9. Add a red herring or two to keep the investigation complex.
How it Helps
Because a police procedural follows the investigative process from crime to arrest, there will inevitably be a misleading clue or even a planted mole that throws the detectives off the criminal’s trail. These usually happen right before they make a big break in the case and keeps the story exciting and realistic by showing the detectives as fallible.
How to Include It
Don’t include too many red herrings; limit it to two or three, depending on the length of your story. Too many misdirections would lose your reader as they would never know what clue to trust or follow through.
The planted mole is a good red herring if your criminal is using blackmail as they often blackmail someone on the police force to keep them out of trouble.

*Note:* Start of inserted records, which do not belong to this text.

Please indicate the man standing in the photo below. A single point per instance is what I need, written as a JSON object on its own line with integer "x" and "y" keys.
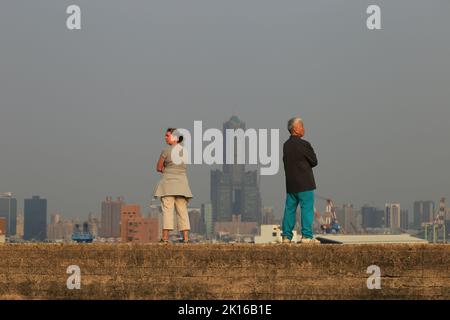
{"x": 299, "y": 158}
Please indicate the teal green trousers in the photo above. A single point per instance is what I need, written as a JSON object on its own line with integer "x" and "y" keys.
{"x": 306, "y": 201}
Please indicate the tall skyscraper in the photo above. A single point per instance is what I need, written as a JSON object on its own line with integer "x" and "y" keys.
{"x": 59, "y": 229}
{"x": 423, "y": 213}
{"x": 392, "y": 217}
{"x": 207, "y": 217}
{"x": 110, "y": 220}
{"x": 135, "y": 228}
{"x": 196, "y": 221}
{"x": 267, "y": 215}
{"x": 404, "y": 219}
{"x": 348, "y": 218}
{"x": 8, "y": 210}
{"x": 372, "y": 217}
{"x": 20, "y": 225}
{"x": 35, "y": 219}
{"x": 235, "y": 191}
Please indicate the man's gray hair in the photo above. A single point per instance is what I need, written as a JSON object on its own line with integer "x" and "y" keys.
{"x": 292, "y": 121}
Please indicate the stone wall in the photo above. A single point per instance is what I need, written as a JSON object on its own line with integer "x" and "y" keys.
{"x": 234, "y": 271}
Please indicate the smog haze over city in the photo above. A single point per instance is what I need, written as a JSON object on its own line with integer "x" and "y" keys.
{"x": 83, "y": 114}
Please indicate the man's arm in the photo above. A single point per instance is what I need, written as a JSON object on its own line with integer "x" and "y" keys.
{"x": 310, "y": 155}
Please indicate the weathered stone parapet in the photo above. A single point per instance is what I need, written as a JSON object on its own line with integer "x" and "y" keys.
{"x": 224, "y": 271}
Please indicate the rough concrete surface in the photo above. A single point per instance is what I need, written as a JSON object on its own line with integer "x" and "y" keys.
{"x": 224, "y": 271}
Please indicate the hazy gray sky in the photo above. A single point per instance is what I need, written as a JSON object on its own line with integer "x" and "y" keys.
{"x": 83, "y": 113}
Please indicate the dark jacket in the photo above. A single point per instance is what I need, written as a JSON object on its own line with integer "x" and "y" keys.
{"x": 299, "y": 158}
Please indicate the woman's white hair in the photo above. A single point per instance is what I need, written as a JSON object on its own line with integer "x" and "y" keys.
{"x": 292, "y": 121}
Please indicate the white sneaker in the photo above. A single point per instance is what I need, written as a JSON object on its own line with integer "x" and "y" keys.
{"x": 310, "y": 241}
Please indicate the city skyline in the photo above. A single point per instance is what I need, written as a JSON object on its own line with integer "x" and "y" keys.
{"x": 82, "y": 118}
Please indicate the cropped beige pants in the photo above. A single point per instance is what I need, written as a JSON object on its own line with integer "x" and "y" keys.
{"x": 180, "y": 203}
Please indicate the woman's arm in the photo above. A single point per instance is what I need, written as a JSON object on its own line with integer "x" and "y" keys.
{"x": 160, "y": 165}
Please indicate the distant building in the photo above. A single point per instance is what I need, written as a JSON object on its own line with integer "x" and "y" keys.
{"x": 196, "y": 221}
{"x": 93, "y": 225}
{"x": 348, "y": 218}
{"x": 110, "y": 219}
{"x": 3, "y": 225}
{"x": 423, "y": 213}
{"x": 207, "y": 217}
{"x": 267, "y": 216}
{"x": 135, "y": 228}
{"x": 404, "y": 219}
{"x": 35, "y": 219}
{"x": 235, "y": 191}
{"x": 58, "y": 229}
{"x": 2, "y": 230}
{"x": 372, "y": 217}
{"x": 8, "y": 210}
{"x": 392, "y": 216}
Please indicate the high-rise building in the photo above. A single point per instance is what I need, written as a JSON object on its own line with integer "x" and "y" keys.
{"x": 93, "y": 225}
{"x": 267, "y": 215}
{"x": 208, "y": 219}
{"x": 8, "y": 210}
{"x": 35, "y": 219}
{"x": 59, "y": 229}
{"x": 20, "y": 225}
{"x": 2, "y": 230}
{"x": 392, "y": 216}
{"x": 404, "y": 219}
{"x": 235, "y": 191}
{"x": 372, "y": 217}
{"x": 110, "y": 220}
{"x": 348, "y": 218}
{"x": 135, "y": 228}
{"x": 423, "y": 213}
{"x": 196, "y": 221}
{"x": 3, "y": 225}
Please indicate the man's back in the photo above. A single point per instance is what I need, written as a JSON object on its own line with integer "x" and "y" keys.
{"x": 299, "y": 158}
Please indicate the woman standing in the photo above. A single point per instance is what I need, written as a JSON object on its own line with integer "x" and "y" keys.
{"x": 173, "y": 188}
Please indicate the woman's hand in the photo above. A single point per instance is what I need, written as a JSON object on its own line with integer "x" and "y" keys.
{"x": 160, "y": 165}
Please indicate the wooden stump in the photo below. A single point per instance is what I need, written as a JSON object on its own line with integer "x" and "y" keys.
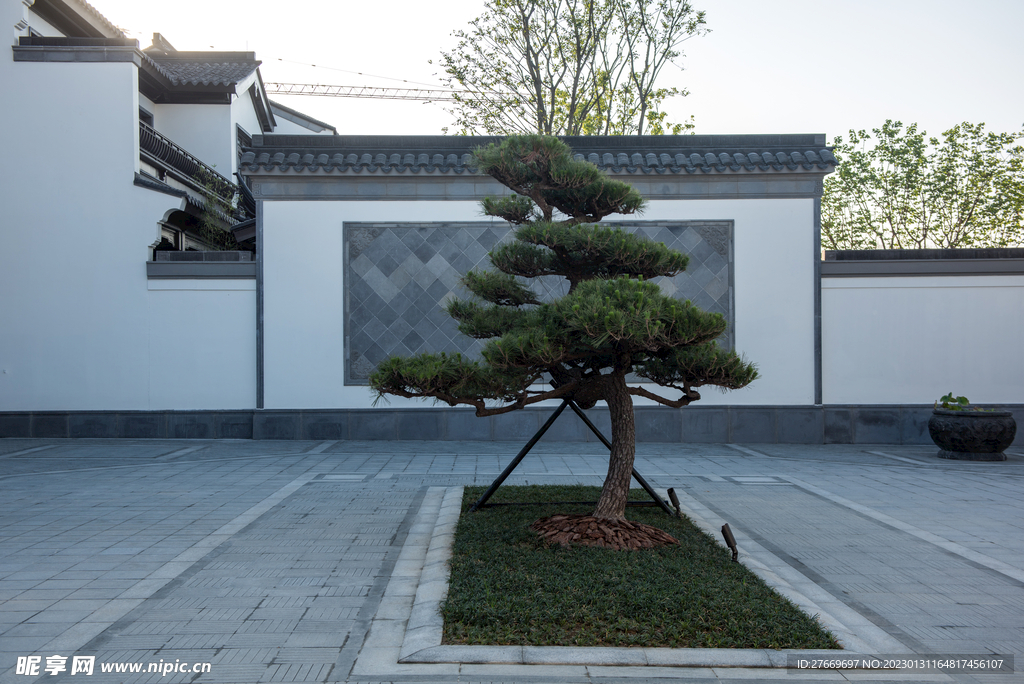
{"x": 588, "y": 530}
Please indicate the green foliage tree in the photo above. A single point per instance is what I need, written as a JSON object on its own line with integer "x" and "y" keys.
{"x": 612, "y": 322}
{"x": 568, "y": 67}
{"x": 901, "y": 189}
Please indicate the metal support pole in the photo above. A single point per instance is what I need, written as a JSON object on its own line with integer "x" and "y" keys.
{"x": 640, "y": 480}
{"x": 519, "y": 457}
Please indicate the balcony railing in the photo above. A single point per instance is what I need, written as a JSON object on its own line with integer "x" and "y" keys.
{"x": 204, "y": 177}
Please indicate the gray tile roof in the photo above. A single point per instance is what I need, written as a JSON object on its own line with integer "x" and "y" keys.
{"x": 206, "y": 69}
{"x": 644, "y": 155}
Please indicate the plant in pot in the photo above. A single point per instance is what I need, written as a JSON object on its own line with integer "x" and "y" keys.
{"x": 970, "y": 433}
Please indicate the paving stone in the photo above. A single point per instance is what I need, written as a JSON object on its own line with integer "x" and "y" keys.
{"x": 315, "y": 560}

10. Use some police lingo where necessary to add a bit of realism.
How it Helps
Because police procedurals focus on police work, there will likely be police jargon used when they speak to each other. Depending on what department and where they are operating from, detectives might ask for certain forms or refer to criminals in certain ways (i.e. the Law and Order TV series calls criminals ‘perps,’ short for perpetrators). This adds realism to the story as every group of people who work closely together would have their own language relevant to the job.
How to Include It
This is where research is really important. Speak to actual detectives or police officers when doing the early research for your story and find out how they refer to criminals or describe the crimes you are including in your story. Do they have a name for certain forms or databases they might use in the investigative process? Ask them if there are any ‘police specific’ phrases they might use during an investigation that they wouldn’t use anywhere else. Then sprinkle those throughout your story where necessary.